Emory University’s leaders are considering whether to declare the school a “sanctuary campus” after Donald Trump’s presidential victory, amid calls from students and faculty urging the Atlanta school to defy the president-elect if he tries to deport immigrants who are illegally in the U.S.
Emory University president Claire Sterk wrote in a letter to students this week that administrators are reviewing their request “for a sanctuary campus and ways to protect all members of the Emory community,” adding that the school is committed to being a welcoming place for undocumented immigrants.

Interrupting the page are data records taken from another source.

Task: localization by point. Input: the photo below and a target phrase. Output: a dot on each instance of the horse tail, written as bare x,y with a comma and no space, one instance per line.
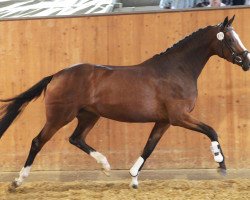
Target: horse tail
16,105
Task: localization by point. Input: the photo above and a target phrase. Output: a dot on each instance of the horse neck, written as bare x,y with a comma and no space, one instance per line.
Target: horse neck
190,55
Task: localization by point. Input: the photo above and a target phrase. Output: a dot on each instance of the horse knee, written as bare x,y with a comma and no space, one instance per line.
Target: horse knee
36,144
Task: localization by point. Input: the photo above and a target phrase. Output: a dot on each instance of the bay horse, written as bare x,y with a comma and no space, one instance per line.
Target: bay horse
162,89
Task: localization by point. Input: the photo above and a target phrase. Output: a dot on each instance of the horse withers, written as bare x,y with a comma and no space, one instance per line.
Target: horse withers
162,89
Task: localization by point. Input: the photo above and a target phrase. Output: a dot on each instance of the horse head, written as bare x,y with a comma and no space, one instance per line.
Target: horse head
230,46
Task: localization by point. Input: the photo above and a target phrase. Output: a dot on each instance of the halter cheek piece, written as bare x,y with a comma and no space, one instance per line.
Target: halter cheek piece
237,58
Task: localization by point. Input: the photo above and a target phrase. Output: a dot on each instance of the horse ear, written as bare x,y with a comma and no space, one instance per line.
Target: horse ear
231,21
224,24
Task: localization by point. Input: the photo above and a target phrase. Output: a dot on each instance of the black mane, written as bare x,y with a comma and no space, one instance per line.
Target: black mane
185,39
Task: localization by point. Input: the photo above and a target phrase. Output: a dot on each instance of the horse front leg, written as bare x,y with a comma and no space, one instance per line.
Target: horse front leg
156,134
187,121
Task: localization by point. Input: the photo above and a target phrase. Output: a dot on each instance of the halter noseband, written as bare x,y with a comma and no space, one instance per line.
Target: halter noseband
237,58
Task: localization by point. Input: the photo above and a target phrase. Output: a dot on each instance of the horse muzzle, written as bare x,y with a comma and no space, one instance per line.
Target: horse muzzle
246,62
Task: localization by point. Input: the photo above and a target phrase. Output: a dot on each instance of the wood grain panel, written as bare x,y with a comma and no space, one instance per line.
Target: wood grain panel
32,49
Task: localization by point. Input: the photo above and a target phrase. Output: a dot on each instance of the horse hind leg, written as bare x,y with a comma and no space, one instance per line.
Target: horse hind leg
155,136
86,121
37,143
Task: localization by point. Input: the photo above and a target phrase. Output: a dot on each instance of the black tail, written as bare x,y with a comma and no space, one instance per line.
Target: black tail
16,105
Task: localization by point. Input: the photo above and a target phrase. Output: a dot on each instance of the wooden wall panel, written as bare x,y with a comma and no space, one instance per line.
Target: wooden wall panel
32,49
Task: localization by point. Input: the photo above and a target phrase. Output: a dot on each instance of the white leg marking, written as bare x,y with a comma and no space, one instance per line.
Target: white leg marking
134,182
24,173
134,170
216,151
101,159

“Emory always has been and will continue to be committed to the principles of academic freedom in a community that affirms everyone’s rights to speak, learn, and grow,” the letter read. “While doing so, we will not tolerate bullying, intimidation, or discrimination on any level. Instead, we expect empathy, mutual respect, and courteousness.”
Emory issued a statement late Tuesday that made no mention of a “sanctuary campus” but said the school would continue to support undocumented students, known as “Dreamers,” who were granted a temporary reprieve from the threat of deportation by an executive order from President Barack Obama.
Students and faculty from more than 100 universities have called on their administrators to declare themselves sanctuaries after Trump’s election. The president-elect has vowed to deport the estimated 11 million people in the country illegally, though he’s said he’ll first focus on those with criminal records.
They are borrowing the term from the handful of major cities – and dozens of smaller ones – that have declared themselves “sanctuary cities.” Though the meaning varies widely, it typically signals that the city won’t work with federal immigration authorities to hand over people in the country illegally.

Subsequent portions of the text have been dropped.